I came to the conclusion that my blood pressure had to be lowered as soon as possible, or blood wouldn't get through my severely constricted vessels into certain parts of my brain and I'd get much dumber. I felt very calm, emotionless, and supremely clear-headed, so I figured my logic was sound (which of course it wasn't). I tried smoking weed to lower my blood pressure, but my head didn't feel any better, so I figured I should get some pharmaceutical-strength drugs, or I'd regret it later.
Around 1:30am, I called the EMTs for a drug overdose (I told them 2C-B since I figured that was more common, but they had no clue what it was - how are they supposed to treat drug overdoses like that??), and they put me in an ambulance, and tested my vitals, but they were fine and my only complaint was a headache. I kept telling them that it was a vasoconstrictor and I needed drugs to lower my blood pressure, but the doctor said that was unnecessary - 'we don't want to fix what isn't broken!'
They all left to take care of real emergencies - people were being run in, vomiting and yelling and dying and I felt so bad about taking up an entire ambulance (but not that bad because I melodramatically thought that no matter what, there was an ambulance destined for me that day), so I sat there quietly, since I'd realized they wouldn't give me drugs if my vitals were fine. I was still tripping, but perfectly calm and detached. One of the nurses insisted that I take a urine test, but I legitimately forgot to pee in the cup, and she rolled her eyes like I've never seen eyes rolled before, so she took me back to the bed and said that I had to pee in the cup before I left, it was hospital policy. After a while another nurse came over and let me go, and I never did have to pee in the cup.

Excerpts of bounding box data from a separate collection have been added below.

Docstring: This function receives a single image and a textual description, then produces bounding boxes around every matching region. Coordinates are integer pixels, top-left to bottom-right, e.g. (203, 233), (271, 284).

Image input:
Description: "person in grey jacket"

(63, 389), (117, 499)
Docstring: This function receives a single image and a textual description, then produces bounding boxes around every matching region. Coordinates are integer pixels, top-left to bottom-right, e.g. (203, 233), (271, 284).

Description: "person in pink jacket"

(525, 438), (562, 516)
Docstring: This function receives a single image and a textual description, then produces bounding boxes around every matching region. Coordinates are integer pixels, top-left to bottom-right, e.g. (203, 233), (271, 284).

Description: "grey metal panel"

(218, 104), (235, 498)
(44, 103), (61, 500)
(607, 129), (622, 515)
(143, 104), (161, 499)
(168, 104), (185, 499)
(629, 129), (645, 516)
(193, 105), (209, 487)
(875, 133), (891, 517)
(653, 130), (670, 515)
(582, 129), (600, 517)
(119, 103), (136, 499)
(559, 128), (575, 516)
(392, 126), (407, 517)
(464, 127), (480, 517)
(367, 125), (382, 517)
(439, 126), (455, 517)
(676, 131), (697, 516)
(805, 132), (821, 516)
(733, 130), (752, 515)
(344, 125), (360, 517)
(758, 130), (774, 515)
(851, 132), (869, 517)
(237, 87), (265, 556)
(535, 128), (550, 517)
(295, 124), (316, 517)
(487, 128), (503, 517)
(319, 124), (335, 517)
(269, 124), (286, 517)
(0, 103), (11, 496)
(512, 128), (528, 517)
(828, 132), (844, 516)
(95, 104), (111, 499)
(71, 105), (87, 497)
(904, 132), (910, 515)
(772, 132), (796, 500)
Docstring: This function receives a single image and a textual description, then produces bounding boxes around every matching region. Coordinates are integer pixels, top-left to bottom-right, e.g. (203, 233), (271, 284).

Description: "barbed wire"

Around 4:30am, I was out of the hospital and walked home. Everyone had heard I'd gone to the hospital, and were worried about me and felt so bad for leaving me, but I didn't mind. I was still convinced that all my brain cells were gone, but not afraid, I'd never really been afraid, just clear and perfectly logical. The visuals had finally subsided.
Around 7:30am, my boyfriend finally convinced me that I had not overdosed to the point of brain cell damage, that I'd have been turning blue and unconscious if my brain cells were being damaged - but it took about 30 minutes of arguing, I had been so convinced.